動物園の死闘 10

 動物園前のベンチでバスを待った。時刻表では少し時間がある。まだ昼すぎの時間帯で、バス停にいる人は数えるほどだった。


 皮肉にも屋根の下に入ってから雨はやんだ。僕も彼女も濡れ鼠だ。くしゅん、と彼女がくしゃみをした。

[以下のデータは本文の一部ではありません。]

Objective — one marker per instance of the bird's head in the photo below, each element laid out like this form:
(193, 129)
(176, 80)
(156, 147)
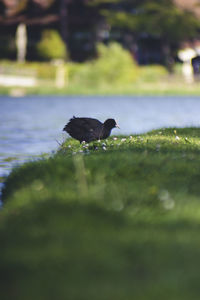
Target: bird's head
(110, 124)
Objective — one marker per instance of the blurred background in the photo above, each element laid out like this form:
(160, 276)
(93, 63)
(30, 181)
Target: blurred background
(70, 43)
(133, 49)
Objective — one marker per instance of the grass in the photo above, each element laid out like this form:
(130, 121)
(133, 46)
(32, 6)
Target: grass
(116, 219)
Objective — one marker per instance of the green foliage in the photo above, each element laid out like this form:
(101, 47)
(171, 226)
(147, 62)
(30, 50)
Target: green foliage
(114, 219)
(157, 18)
(51, 46)
(113, 66)
(152, 73)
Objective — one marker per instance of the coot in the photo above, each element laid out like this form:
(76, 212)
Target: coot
(89, 129)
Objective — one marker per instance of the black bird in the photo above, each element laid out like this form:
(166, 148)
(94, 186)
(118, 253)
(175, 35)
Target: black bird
(88, 129)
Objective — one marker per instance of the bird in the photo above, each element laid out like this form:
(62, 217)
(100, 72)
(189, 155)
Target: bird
(89, 129)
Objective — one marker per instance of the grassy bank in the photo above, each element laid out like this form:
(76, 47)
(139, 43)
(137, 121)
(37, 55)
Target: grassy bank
(116, 219)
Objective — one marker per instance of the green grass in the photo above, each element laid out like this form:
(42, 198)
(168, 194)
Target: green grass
(117, 219)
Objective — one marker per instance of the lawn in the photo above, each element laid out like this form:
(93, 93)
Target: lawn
(117, 219)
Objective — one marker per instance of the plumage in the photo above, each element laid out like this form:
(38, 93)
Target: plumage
(89, 129)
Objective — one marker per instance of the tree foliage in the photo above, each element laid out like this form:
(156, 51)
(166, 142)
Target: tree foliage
(158, 18)
(51, 46)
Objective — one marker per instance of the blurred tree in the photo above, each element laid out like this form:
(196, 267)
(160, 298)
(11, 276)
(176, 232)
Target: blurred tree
(157, 19)
(51, 46)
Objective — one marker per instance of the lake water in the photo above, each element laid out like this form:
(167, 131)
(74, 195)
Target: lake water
(30, 126)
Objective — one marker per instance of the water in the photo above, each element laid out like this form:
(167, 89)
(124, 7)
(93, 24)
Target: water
(30, 126)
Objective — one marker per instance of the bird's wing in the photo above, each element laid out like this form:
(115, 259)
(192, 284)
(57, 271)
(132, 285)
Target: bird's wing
(84, 129)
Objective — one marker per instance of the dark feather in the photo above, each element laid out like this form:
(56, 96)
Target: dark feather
(89, 129)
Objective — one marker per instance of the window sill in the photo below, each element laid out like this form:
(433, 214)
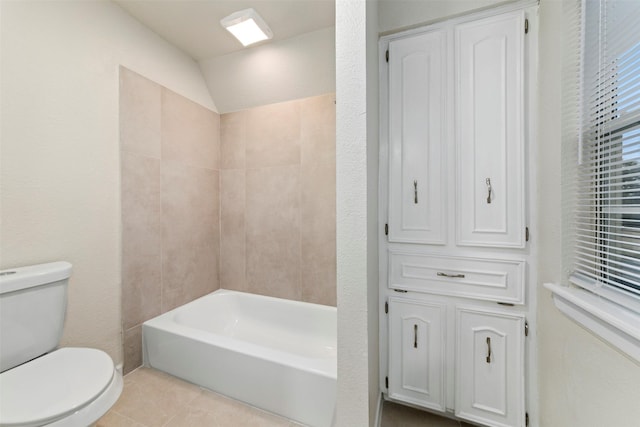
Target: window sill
(612, 322)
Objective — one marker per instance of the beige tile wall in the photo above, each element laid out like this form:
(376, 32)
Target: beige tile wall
(242, 201)
(170, 151)
(277, 234)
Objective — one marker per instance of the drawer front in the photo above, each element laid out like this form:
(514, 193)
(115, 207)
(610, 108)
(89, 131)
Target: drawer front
(479, 278)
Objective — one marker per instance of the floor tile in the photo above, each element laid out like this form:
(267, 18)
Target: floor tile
(152, 398)
(396, 415)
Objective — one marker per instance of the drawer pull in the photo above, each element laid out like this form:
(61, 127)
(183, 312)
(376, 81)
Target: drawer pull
(453, 276)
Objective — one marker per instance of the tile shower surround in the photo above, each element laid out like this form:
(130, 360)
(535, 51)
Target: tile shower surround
(211, 201)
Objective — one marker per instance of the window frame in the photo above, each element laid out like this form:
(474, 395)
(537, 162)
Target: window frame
(612, 313)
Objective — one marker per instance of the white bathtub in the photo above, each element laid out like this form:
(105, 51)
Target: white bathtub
(275, 354)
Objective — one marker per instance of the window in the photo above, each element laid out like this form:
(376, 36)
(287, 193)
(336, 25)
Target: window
(601, 170)
(607, 205)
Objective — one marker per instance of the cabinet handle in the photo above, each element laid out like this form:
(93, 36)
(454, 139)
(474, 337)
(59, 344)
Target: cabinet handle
(453, 276)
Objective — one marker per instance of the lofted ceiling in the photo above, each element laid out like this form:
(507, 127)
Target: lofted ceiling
(194, 25)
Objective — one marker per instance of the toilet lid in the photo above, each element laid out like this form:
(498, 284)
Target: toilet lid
(53, 385)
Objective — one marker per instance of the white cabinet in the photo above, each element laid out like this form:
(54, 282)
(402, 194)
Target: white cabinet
(489, 58)
(488, 127)
(456, 120)
(417, 352)
(490, 367)
(417, 130)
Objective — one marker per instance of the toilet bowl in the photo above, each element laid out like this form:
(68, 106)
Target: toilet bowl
(41, 385)
(68, 387)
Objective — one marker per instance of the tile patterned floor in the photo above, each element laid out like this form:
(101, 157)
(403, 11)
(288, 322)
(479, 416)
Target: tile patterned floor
(395, 415)
(154, 399)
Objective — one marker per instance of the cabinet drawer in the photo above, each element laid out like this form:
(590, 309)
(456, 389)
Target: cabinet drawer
(479, 278)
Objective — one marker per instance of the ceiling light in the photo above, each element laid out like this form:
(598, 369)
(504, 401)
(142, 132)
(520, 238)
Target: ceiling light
(247, 26)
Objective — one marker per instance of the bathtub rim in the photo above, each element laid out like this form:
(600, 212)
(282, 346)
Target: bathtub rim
(319, 366)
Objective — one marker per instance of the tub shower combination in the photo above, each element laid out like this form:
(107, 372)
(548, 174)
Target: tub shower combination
(275, 354)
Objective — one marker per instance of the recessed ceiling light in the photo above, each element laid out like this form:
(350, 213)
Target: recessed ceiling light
(247, 26)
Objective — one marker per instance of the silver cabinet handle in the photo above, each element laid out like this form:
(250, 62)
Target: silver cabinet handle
(488, 350)
(453, 276)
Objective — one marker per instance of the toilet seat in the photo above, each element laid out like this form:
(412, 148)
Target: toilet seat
(55, 386)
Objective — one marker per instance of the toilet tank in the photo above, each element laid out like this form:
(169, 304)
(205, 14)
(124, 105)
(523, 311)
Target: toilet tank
(33, 302)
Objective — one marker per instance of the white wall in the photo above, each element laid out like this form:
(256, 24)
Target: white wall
(59, 182)
(353, 405)
(294, 68)
(399, 14)
(583, 381)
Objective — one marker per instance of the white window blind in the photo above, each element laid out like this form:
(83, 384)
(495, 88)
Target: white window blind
(606, 182)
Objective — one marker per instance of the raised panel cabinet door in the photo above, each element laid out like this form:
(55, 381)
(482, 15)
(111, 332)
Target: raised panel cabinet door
(417, 352)
(417, 129)
(490, 368)
(489, 131)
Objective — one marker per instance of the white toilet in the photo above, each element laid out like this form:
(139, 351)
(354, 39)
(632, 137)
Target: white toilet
(39, 384)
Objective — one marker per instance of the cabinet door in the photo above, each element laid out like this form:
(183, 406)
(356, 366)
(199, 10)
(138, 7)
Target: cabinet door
(490, 368)
(489, 100)
(417, 112)
(417, 352)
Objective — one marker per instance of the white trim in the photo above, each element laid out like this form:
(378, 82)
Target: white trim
(611, 322)
(377, 422)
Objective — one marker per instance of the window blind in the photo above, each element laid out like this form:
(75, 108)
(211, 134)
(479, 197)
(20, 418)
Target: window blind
(605, 181)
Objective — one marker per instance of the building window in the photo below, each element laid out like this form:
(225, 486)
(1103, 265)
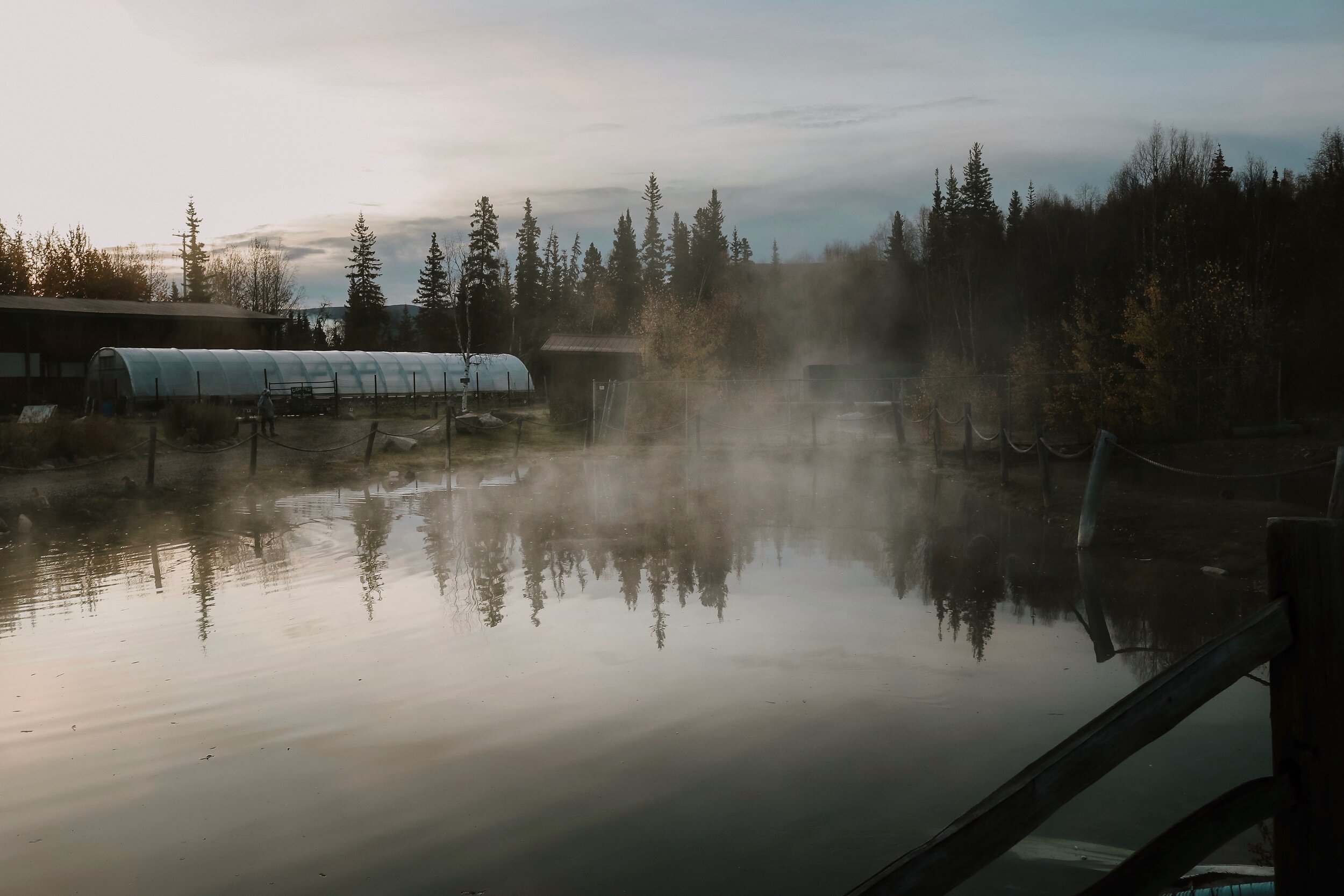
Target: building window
(11, 364)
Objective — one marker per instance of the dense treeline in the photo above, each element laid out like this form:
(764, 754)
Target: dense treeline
(1184, 261)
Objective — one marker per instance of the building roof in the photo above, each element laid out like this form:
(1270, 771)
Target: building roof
(595, 343)
(61, 305)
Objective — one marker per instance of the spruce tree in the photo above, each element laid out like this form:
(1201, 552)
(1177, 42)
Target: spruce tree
(623, 269)
(434, 299)
(683, 276)
(480, 313)
(554, 267)
(709, 248)
(571, 275)
(1219, 171)
(897, 252)
(366, 308)
(528, 276)
(977, 202)
(654, 249)
(1014, 214)
(195, 286)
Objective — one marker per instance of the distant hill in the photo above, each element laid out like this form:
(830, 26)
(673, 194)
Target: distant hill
(338, 312)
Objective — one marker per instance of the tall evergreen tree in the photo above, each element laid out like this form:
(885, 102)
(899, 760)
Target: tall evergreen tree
(595, 278)
(528, 278)
(366, 307)
(654, 249)
(683, 268)
(433, 295)
(571, 275)
(480, 311)
(1219, 171)
(554, 267)
(623, 269)
(1014, 214)
(897, 252)
(709, 246)
(195, 285)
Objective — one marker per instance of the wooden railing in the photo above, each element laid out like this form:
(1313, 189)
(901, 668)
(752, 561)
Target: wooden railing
(1300, 633)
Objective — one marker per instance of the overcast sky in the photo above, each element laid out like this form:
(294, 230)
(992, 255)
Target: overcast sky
(813, 120)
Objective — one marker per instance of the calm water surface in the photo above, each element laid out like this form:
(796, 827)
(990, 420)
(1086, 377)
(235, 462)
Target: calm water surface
(590, 677)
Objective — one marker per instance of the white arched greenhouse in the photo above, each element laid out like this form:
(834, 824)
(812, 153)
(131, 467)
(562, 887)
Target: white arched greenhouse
(138, 378)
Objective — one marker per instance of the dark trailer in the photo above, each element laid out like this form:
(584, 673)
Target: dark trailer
(46, 342)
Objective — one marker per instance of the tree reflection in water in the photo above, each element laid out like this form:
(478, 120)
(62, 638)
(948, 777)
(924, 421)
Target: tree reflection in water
(667, 527)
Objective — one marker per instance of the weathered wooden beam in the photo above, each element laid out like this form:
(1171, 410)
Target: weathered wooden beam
(1307, 564)
(1034, 794)
(1092, 494)
(1187, 843)
(1335, 508)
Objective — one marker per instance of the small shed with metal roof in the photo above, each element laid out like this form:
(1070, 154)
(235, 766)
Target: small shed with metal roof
(574, 362)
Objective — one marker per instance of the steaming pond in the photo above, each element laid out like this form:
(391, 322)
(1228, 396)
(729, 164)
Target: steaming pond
(590, 677)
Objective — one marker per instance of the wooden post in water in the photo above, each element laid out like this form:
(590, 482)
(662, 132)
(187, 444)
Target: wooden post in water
(968, 434)
(1307, 564)
(898, 418)
(686, 417)
(937, 436)
(154, 448)
(1043, 458)
(369, 445)
(1003, 448)
(1092, 494)
(1335, 508)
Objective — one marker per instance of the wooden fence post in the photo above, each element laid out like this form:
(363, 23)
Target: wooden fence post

駅の周辺で風呂を探そうとかと提案した。

 晴れてきたら乾くよ、と彼女は薄く笑った。とても久しぶりに笑顔を見た気がした。


 僕たちは遠くの景色を見晴らした。動物園は小高い丘にあって、周辺の市街地を一望できた。白っぽい街並みと黒っぽい山々の対比が印象的だ。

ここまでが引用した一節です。